Here are some key points from the event:
Professor Simon Collinson, Chair of Chartered Association of Business Schools, and Dean of Birmingham Business School said: “Whilst the Chancellor has given assurances for programmes that have already been given the green light we need a commitment in the Government’s forthcoming Brexit strategy to fund economic development projects which support business growth, innovation and productivity through leadership programmes and R&D. Without these projects and the interventions our world class business schools make with businesses in their areas, we risk a management skills deficit in the businesses and regions our economy needs to prosper after our exit from the EU.”
Mike Blackburn, Chairman, Greater Manchester LEP and North West Regional Director, BT; and Co-Chair of the Chartered ABS Delivering Value Taskforce said: “In the current uncertain economic conditions, we now need to look at how we combine our capacity and capabilities to drive quicker and more sustained local growth. At the local level we have the ability to create plans which are more responsive and relevant to local needs. Business schools and LEP’s have a good track record of engagement but there is more which local organisations and the business schools on their doorstep can do to support business productivity, skills and leadership. The Government should commit to funding economic development programmes post-Brexit which target local interventions and drive job creation and productivity.”

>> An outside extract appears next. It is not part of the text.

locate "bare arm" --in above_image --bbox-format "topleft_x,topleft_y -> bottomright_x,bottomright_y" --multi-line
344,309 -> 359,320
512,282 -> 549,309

Professor Ellie Hamilton, Professor of Entrepreneurship, Department of Entrepreneurship Strategy and Innovation, Lancaster University Management School; and Co-Chair, Delivering Value Taskforce said: “This report shows that business schools provide a critical interface between business and our great universities. Through research and teaching, and through collaboration with other disciplines, business schools benefit every sector within our economy. We have shown how business schools collaborate with businesses and academics in STEM sectors to help them translate invention into innovation. This report illustrates the breadth and depth of the work being done by business schools to engage with business and communities and the value being delivered in diverse local and regional contexts.”